The sentencing of Stewart Rhodes is a new chapter in the Biden administration’s historic targeting of political opponents.

By Hudson Crozier

What happened: Stewart Rhodes, leader of the right-wing Oath Keepers, was sentenced to 18 years in prison for his alleged role in the January 6, 2021, Capitol riot, the harshest sentence yet related to the attack. His most serious conviction was for seditious conspiracy, a Civil War-era charge.

For comparison: The last people convicted of seditious conspiracy were Islamic terrorists, including the man behind the 1993 World Trade Center bombing, which killed six people. Additionally, Rhodes received an equal or harsher sentence than individuals who were recently convicted of armed sexual abuse, distributing fentanyl, and distributing child pornography after being prosecuted by the same Washington, D.C., office of the Justice Department.

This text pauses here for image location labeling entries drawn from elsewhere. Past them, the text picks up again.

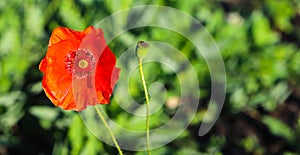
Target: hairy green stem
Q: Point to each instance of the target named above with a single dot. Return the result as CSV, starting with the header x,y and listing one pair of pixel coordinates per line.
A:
x,y
147,104
109,130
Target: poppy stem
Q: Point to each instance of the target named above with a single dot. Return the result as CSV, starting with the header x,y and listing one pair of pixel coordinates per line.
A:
x,y
109,130
147,104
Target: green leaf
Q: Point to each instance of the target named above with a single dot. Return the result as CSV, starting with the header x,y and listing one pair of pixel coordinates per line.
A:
x,y
262,33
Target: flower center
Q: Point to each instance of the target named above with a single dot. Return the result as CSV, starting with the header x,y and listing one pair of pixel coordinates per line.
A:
x,y
80,62
83,63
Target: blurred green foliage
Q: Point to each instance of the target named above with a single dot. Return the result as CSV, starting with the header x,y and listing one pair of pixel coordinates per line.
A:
x,y
259,42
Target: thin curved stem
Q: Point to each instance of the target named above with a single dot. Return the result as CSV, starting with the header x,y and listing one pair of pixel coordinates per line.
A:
x,y
109,130
147,104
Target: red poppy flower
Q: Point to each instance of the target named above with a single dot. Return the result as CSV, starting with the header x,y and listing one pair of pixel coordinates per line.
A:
x,y
79,68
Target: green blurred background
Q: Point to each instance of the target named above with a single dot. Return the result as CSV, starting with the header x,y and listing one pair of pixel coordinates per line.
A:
x,y
259,41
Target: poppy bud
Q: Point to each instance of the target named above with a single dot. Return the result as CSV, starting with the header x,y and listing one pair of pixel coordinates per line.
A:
x,y
142,49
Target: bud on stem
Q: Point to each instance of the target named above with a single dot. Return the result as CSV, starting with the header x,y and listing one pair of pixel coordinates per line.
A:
x,y
142,49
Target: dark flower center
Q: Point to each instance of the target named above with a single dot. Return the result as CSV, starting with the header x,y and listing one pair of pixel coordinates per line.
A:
x,y
80,63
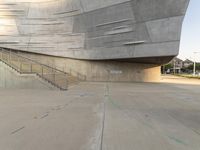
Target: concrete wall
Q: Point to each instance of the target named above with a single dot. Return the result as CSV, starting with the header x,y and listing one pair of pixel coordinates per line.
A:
x,y
102,70
93,29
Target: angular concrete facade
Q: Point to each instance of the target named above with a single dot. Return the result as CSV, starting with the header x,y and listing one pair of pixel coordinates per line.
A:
x,y
128,31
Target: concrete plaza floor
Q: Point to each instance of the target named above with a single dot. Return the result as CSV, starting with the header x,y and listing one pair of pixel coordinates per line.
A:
x,y
103,116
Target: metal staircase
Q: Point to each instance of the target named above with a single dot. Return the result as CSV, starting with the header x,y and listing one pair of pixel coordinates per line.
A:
x,y
25,65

What exactly did he do? Rhodes repeatedly expressed a desire to violently resist the government to keep former President Donald Trump in office, according to testimony and group chats. None of his alleged crimes involved acts of violence, and he never entered the Capitol. Federal prosecutors nonetheless argued that his inflammatory words and actions were part of a concrete plan.

But they couldn’t prove it: Washington, D.C., jurors decided that Rhodes did not plan to disrupt the certification of Joe Biden’s presidential win but also convicted him of actually disrupting it, a “confusing” verdict, as The New York Times acknowledged. This incoherence and lack of evidence didn’t stop Judge Amit Mehta from declaring Rhodes “an ongoing threat and peril to our democracy and the fabric of this country.” Mehta, a Barack Obama appointee, even applied a “terrorism” enhancement to Rhodes’s sentence, setting a new precedent for January 6 cases.

Big picture: The Biden administration has made it clear through its rhetoric that it sees its political opponents as existential threats to America. In January 6 cases, liberal jury pools and sympathetic judges are helping the government carry out its new war on “terror.”